TOKYO | Priangan.com – Jepang menjadi salah satu negara yang kaya akan budaya dan tradisi. Di antara beragam kisah yang lahir dari masa lalu, ada satu tradisi yang kerap menimbulkan rasa haru yaitu ubasute. Tradisi ini digambarkan sebagai tindakan membawa orang tua yang sudah lanjut usia ke tempat terpencil seperti gunung atau hutan, lalu meninggalkannya di sana hingga meninggal dunia. Meski terdengar kelam, kisah ubasute lebih banyak hidup dalam legenda dan sastra rakyat daripada fakta sejara yang bisa dibuktikan.
Istilah “ubasute” berasal dari dua kata dalam bahasa Jepang, uba yang berarti wanita tua dan sute yang berarti membuang atau meninggalkan. Dalam versi lain, tradisi ini disebut obasute atau oyasute, yang merujuk pada tindakan meninggalkan orang tua. Menurut cerita rakyat, praktik ini dilakukan pada masa-masa sulit, ketika kelaparan dan kemiskinan melanda desa.
Keluarga yang hidup serba kekurangan merasa tidak sanggup lagi memberi makan anggota keluarga yang sudah tidak produktif. Dalam situasi itulah, keputusan tragis untuk melakukan ubasute diambil sebagai bentuk pengorbanan.
Beberapa daerah di Jepang dikaitkan dengan legenda ini, salah satunya Gunung Ubasuteyama di Prefektur Nagano. Nama gunung tersebut bahkan dipercaya berasal dari kisah tentang seorang anak yang meninggalkan ibunya di puncak gunung.
Kisah serupa juga muncul di wilayah lain, seperti di sekitar hutan Aokigahara di kaki Gunung Fuji. Namun hingga kini, tidak ada bukti sejarah yang menunjukkan bahwa ubasute benar-benar pernah dilakukan secara luas di masa lampau.
Para sejarawan menyebut, kisah ubasute lebih bersifat simbolik dan mencerminkan dilema moral dalam masyarakat agraris Jepang pada masa lalu. Cerita ini kerap digunakan sebagai bahan perenungan tentang hubungan antara anak dan orang tua, serta tentang nilai pengorbanan dan tanggung jawab keluarga.
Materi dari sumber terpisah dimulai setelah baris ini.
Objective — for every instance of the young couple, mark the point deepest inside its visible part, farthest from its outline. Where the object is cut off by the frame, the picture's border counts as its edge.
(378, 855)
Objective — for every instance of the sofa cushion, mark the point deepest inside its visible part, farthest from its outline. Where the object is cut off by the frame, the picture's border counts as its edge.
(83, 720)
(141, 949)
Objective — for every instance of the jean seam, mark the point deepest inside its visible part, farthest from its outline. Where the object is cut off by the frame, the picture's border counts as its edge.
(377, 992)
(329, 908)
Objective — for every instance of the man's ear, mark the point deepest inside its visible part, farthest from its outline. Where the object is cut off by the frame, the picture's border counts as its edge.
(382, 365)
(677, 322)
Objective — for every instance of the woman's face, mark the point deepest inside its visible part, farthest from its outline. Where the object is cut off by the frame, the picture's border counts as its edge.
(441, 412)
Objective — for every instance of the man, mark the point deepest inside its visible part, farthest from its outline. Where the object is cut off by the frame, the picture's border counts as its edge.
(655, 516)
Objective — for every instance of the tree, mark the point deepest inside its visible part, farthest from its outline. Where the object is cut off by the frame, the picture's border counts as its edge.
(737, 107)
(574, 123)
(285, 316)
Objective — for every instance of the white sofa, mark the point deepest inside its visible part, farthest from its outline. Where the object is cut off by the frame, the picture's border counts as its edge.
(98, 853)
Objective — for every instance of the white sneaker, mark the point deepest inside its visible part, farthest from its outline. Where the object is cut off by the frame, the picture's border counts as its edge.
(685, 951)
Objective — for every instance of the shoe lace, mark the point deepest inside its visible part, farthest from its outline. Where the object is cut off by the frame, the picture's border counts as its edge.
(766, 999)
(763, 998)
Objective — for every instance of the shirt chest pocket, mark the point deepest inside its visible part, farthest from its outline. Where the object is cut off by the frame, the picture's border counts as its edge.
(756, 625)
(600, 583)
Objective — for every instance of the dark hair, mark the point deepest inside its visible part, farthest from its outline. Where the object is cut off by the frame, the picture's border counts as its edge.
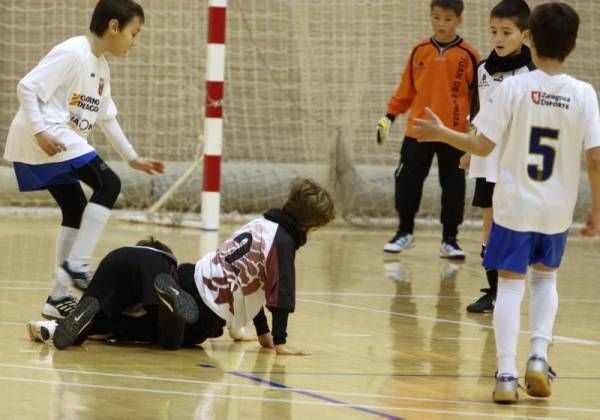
(554, 29)
(122, 10)
(309, 204)
(517, 10)
(457, 6)
(154, 243)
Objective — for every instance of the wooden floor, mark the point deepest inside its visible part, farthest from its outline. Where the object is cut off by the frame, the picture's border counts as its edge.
(390, 338)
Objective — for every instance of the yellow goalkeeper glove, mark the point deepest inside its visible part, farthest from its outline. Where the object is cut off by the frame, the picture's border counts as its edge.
(383, 129)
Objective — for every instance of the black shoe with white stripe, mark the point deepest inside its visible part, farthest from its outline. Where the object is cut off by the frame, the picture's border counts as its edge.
(58, 308)
(175, 300)
(69, 329)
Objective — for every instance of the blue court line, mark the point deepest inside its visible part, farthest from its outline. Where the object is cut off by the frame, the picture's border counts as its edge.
(405, 375)
(306, 393)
Tema tersebut muncul dalam berbagai karya sastra dan film, salah satunya Narayama Bushi-kō karya Shichirō Fukazawa yang diterbitkan pada 1956 dan diadaptasi menjadi film The Ballad of Narayama oleh sutradara Shōhei Imamura pada 1983.
Beberapa peneliti menduga legenda ubasute lahir dari pengalaman kelaparan yang sering terjadi antara abad ke-17 hingga ke-19, ketika banyak keluarga di pedesaan hidup dalam kekurangan. Kisah itu kemudian berkembang menjadi simbol tentang bagaimana manusia menghadapi tekanan hidup dan batas kemampuan dalam merawat orang tua.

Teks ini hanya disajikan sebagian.